There were 635 households, of which 27.4% had children under the age of 18 living with them, 50.9% were married couples living together, 11.3% had a female householder with no husband present, 3.6% had a male householder with no wife present, and 34.2% were non-families. 30.4% of all households were made up of individuals, and 14% had someone living alone who was 65 years of age or older. The average household size was 2.29 and the average family size was 2.84.

The median age in the village was 42.8 years. 22.6% of residents were under the age of 18; 7.3% were between the ages of 18 and 24; 22.7% were from 25 to 44; 29.2% were from 45 to 64; and 18.1% were 65 years of age or older. The gender makeup of the village was 47.1% male and 52.9% female.

===2000 census===
At the 2000 census, there were 1,375 people, 591 households and 397 families residing in the village. The population density was 1,195.8 PD/sqmi. There were 627 housing units at an average density of 545.3 /sqmi. The racial makeup of the village was 98.47% White, 0.07% African American, 0.29% Native American, 0.07% Asian, 0.29% from other races, and 0.80% from two or more races. Hispanic or Latino of any race were 1.82% of the population. Reese's ancestral background is mainly German with 51%. 10% are Polish, 9% English, 9% French, 8% Irish and 4% from the United States.

There were 591 households, of which 28.3% had children under the age of 18 living with them, 54.7% were married couples living together, 9.8% had a female householder with no husband present, and 32.7% were non-families. 29.8% of all households were made up of individuals, and 12.7% had someone living alone who was 65 years of age or older. The average household size was 2.33 and the average family size was 2.86.

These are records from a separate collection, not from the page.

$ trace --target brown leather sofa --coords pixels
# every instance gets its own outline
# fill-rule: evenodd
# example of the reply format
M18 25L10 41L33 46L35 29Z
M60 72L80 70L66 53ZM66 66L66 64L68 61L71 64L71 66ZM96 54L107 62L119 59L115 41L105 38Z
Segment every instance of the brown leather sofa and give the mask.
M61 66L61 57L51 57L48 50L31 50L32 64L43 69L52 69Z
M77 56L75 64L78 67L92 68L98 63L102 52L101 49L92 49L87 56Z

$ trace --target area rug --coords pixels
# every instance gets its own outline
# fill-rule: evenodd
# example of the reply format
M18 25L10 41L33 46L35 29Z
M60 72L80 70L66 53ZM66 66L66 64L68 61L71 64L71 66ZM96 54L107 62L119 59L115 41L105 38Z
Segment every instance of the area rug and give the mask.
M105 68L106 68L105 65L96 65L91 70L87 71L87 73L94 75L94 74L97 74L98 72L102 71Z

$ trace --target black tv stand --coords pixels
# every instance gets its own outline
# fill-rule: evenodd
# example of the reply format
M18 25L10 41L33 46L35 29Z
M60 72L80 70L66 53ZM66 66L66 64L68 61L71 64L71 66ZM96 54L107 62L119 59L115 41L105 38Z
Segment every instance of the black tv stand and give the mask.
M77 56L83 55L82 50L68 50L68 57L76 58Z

22.5% of the population were under the age of 18, 9.5% from 18 to 24, 25.8% from 25 to 44, 28.1% from 45 to 64, and 14.0% who were 65 years of age or older. The median age was 40 years. For every 100 females, there were 95.0 males. For every 100 females age 18 and over, there were 84.9 males.

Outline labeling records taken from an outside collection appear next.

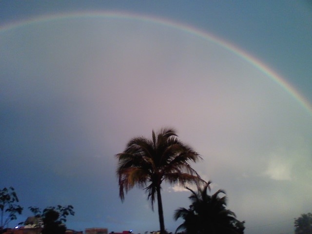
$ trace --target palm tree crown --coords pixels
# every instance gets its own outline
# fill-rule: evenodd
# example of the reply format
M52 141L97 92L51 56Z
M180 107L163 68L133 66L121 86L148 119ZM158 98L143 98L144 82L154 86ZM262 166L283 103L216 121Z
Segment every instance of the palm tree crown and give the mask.
M124 199L125 192L137 186L148 194L154 210L156 195L160 232L164 233L161 183L165 181L183 186L186 183L201 183L202 180L189 163L201 157L178 138L175 129L168 128L162 128L156 134L153 130L152 139L132 138L123 152L116 156L118 160L116 172L121 200Z
M226 196L219 196L225 194L224 191L219 190L212 195L207 194L211 183L198 187L197 193L186 188L192 193L189 197L192 204L188 209L180 208L176 210L174 218L184 219L176 232L184 230L192 234L242 234L244 221L237 220L235 214L226 209Z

The median household income was $40,469 and the median family income was $50,556. Males had a median income of $40,938 compared with $25,250 for females. The per capita income for the village was $22,498. About 3.2% of families and 4.6% of the population were below the poverty line, including 3.6% of those under age 18 and 8.6% of those age 65 or over.

==Education==
Reese Public Schools operates public schools. Reese Elementary School houses kindergarten through fifth grade and Reese High School houses sixth through twelfth grades. In addition, Reese also has two parochial schoolsL: St. Elizabeth is a Catholic School that has grades kindergarten through eighth and Trinity Lutheran also has grades kindergarten through eighth. Nearby Richville, also in the Reese Public Schools district, has St. Michael's Lutheran School, housing kindergarten through eighth grade.